‘It’s Possible’ Series: A Place in History
An “It’s Possible” post contributed to CBC Diversity by Jennifer M. Brown
“Each of us is born with a history already in place.” Those words open Walter Dean Myers’s memoir, Bad Boy. The word “history” applies to that of the individual child, born into a family and a set of circumstances. “History” is also tied to a physical place. Walter Dean Myers was profoundly aware of both.
He believed that individuals could change history; he watched them do it, and he was an instrument of change himself. He also had deep ties to his childhood home in Harlem. From his picture book Harlem, illustrated by his son Christopher Myers, to his Newbery Honor book Scorpions and the inaugural Printz winner, Monster, he wrote of Harlem’s glories and its sorrows. If you were lucky enough to hear him tell stories of his youth, he’d describe walking down the street and stopping to talk with Langston Hughes, and attending dances and sermons at “a shouting church,” immortalized in one of the poems in Walter’s collection Here in Harlem.
I was 21 and assistant to Bill Morris, director of library promotion at Harper & Row, when Bill introduced me to Walter. They made a comical pair. Bill, the Southern gentleman at 5’2”, and Walter, a full foot (and then some) taller and a straight-shooter New Yorker. But they were great friends, and had the utmost respect for each other.
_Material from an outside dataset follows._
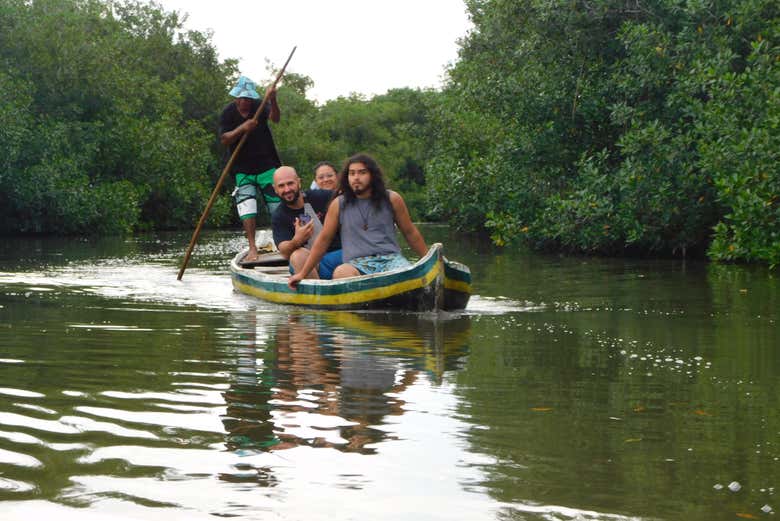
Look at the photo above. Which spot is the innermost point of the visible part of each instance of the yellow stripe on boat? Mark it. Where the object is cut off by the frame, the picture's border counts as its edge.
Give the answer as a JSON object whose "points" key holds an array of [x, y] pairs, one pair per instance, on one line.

From this vantage point, I got to hear Walter speak at numerous conferences. Wherever Walter went, he commanded a room, standing head and shoulders above most of the people in it. It wasn’t always what he said that made you tilt forward, trying to eavesdrop. It was the way he listened, followed by the concise response that conveyed how closely he’d listened, sometimes responding to what you hadn’t said.
A year ago, when Walter Dean Myers, as National Ambassador for Young People’s Literature, passed the torch to his successor, Kate DiCamillo, he described what he called the most important moment in his two years as Ambassador: “I was in a prison that was loosely run. By that I mean, some talking is allowed among the inmates,” Walter said. When he started to speak, an inmate was talking. “‘Keep quiet, I want to hear this,’ one inmate said to the other,” Walter recalled. “That touched me. I knew this program was working.”
When Walter spoke at the 92nd Street Y, a year into his ambassadorship, he described a conversation he’d had with Langston Hughes when Walter was in his 20s. Hughes had been criticized for writing for “the lowest element of black life,” as Walter put it. Hughes told Walter, “That’s who I want to write for.” In his book Just Write: Here’s How! Walter wrote, “Reading probably saved my life.” For him, reading was not an option, it was essential. He transformed his personal credo into his platform as ambassador: “Reading is not optional.” He also says, in Just Write, “I write books for the troubled boy I once was, and for the boy who lives within me still.” He worried about the kids who begin school behind, and how only 15% of them ever catch up.
He worried about them because he’d been where they were and he’d walked in their shoes. He also wanted to give them hope—if this “bad boy” could turn his life around, so could they. He knew, too, that his stories could appeal to people who had not walked in their shoes. If Walter, as a teenager, could relate to Stephen Daedalus in James Joyce’s A Portrait of the Artist as a Young Man, then books could unite all races and cultures. Books could save the lives of young people everywhere, in myriad ways.
Even after he’d won the inaugural Printz Award, multiple Coretta Scott King Awards and Honors, Newbery Honors, the Virginia Hamilton Award, the Margaret Edwards Award and been named a National Book Award finalist numerous times, Walter continued to challenge himself. Soon after he’d won a MacDowell Colony Fellowship, to spend some uninterrupted time writing in a cabin in New Hampshire, he told me his goal while there was to “slow down.” He wanted to write fewer pages a day. But I don’t think he ever could. He had too much to say.
It’s hard for me to believe that Walter Dean Myers no longer walks the earth. His sense of humor, his world view, his wisdom, remain with me. Hardly a day goes by when I don’t think, What would Walter say about this? What would he notice that I’m missing? How can I pay more attention to what matters? The closing lines of Bad Boy uplift me: “Writing had let me into a world in which I am respected, where the skills I have are respected for themselves…. All in all it has been a great journey and not at all shabby for a bad boy.”
Jennifer M. Brown has been in children’s books for more than 25 years. She writes for School Library Journal, Kirkus Reviews, and is children’s editor of Shelf Awareness. She is also the director of the Center for Children’s Literature at the Bank Street College of Education.